There was no discussion during the video of the second accuser because at the time law enforcement were not aware of a second victim. As to the accusations, Wager said in the video that M.H. must’ve felt like Wager was “being too friendly with him.”

“What do you mean?” Detective Benfield asked Wager.

“I’d rather not go into that,” Wager responded in the video.

Wager also said M.H. was very affectionate with him and that he felt like a father to the boy. Wager said he was emotionally involved with the boy.

Wager told the investigators he felt rejected when M.H. and his father moved away.

When the accuser went to Wager’s Charlotte home in 2012, Wager said he believes M.H. overreacted.

“He mistook my affection,” Wager told the investigators.

Wager apologized to M.H. for the abuse, officials have said. Wager explained in the video he apologized to his accuser to say he was sorry for whatever it was M.H. believed had been done to him.

“He said he thought that I was sexually aggressive toward him.
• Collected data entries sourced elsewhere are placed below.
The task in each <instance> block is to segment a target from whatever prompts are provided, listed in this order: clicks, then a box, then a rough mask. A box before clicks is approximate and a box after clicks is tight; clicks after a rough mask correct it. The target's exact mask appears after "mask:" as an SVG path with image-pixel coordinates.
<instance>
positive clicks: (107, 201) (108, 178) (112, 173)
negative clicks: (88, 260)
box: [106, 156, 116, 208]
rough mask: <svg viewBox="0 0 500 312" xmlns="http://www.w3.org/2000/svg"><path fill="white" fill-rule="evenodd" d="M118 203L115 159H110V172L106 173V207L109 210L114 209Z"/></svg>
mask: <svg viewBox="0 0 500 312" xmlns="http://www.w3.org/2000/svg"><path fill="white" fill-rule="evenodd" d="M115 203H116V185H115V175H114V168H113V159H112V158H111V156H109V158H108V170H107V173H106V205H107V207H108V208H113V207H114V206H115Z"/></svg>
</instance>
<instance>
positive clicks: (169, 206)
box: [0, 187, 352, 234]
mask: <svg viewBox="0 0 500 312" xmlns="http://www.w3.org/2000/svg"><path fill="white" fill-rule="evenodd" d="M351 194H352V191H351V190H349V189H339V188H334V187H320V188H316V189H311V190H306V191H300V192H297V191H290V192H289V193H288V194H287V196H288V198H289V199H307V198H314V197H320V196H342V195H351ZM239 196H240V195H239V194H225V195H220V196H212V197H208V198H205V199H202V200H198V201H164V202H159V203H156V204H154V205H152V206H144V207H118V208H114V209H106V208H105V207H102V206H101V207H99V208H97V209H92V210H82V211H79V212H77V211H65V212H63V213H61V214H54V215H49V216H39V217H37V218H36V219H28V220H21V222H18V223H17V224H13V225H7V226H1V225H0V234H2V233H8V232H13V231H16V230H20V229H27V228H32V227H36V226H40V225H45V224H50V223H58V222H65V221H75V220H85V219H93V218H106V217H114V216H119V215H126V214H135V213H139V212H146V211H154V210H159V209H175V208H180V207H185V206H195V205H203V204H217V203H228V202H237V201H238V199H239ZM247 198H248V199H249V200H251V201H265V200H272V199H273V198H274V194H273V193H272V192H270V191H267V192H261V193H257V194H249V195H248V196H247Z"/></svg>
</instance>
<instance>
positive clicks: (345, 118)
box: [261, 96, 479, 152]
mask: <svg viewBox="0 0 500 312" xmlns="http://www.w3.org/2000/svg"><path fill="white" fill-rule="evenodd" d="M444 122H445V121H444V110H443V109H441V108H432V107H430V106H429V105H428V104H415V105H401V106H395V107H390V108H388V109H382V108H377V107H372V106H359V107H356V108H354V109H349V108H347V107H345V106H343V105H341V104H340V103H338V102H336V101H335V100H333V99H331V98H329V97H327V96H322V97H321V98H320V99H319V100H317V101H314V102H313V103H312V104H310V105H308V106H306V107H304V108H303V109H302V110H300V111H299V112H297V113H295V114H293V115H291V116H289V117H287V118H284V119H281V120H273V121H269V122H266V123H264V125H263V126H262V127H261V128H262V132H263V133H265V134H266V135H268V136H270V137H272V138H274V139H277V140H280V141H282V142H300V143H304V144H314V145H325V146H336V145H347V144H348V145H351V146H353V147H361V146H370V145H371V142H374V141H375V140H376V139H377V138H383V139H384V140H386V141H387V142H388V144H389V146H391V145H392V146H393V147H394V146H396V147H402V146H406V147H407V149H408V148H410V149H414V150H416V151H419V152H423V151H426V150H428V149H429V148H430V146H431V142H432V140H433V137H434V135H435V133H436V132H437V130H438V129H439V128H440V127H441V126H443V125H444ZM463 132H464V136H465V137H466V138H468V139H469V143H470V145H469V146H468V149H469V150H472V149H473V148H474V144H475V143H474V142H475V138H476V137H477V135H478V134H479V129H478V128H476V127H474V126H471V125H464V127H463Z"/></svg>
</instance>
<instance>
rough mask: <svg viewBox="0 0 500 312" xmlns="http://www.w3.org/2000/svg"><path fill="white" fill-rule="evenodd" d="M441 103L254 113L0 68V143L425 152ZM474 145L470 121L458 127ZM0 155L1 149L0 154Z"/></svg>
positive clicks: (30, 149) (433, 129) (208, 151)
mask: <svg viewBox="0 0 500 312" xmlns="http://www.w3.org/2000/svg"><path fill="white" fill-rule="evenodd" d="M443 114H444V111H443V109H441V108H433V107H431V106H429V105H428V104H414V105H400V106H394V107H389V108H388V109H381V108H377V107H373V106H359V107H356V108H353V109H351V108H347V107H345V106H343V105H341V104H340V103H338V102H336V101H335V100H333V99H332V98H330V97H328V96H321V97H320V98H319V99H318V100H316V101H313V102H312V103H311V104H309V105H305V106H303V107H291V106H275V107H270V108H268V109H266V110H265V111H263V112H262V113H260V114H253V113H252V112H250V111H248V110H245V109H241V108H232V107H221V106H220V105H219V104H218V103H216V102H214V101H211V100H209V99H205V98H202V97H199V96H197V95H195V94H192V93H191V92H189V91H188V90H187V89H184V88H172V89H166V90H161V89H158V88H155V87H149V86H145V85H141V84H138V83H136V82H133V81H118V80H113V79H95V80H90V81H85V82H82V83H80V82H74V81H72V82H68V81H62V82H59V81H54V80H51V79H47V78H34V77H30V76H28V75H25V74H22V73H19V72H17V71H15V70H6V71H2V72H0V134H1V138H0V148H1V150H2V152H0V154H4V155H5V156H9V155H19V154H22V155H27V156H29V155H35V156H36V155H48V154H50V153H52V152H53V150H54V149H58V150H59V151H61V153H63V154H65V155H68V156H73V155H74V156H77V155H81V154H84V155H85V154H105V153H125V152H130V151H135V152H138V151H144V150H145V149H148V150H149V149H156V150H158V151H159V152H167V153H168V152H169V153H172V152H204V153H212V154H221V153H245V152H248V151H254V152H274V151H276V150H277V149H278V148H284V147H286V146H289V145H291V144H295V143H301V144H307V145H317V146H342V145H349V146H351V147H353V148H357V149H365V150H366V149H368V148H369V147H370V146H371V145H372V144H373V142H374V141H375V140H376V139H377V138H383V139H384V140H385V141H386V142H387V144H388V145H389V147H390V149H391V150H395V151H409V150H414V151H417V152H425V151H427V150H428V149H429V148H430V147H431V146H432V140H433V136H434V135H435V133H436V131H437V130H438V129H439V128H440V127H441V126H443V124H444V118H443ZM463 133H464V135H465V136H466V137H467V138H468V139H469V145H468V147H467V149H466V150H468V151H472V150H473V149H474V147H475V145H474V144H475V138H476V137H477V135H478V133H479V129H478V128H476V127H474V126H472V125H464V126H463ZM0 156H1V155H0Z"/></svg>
I said ‘I’m sorry you felt that way,’ ” Wager said on the tape.

White also asked to sequester witnesses until just before they are called to testify and the judge allowed it. The Concord attorney also requested the victims not be referred to as such. Butler said it was his practice to refer to them as “alleged” victims and he said he’d try his best to refer to them that way during trial.

White also made a motion to exclude television cameras in the courtroom. Judge Spainhour said he would absolutely not allow video cameras of any kind, but did agree to still photography, until Butler asked that the victims not be photographed.

Spainhour then banned all cameras. The judge confirmed there will be no recording devices of any kind allowed in court during trial.

Wager has been under electronic house arrest since he posted bond in August 2012.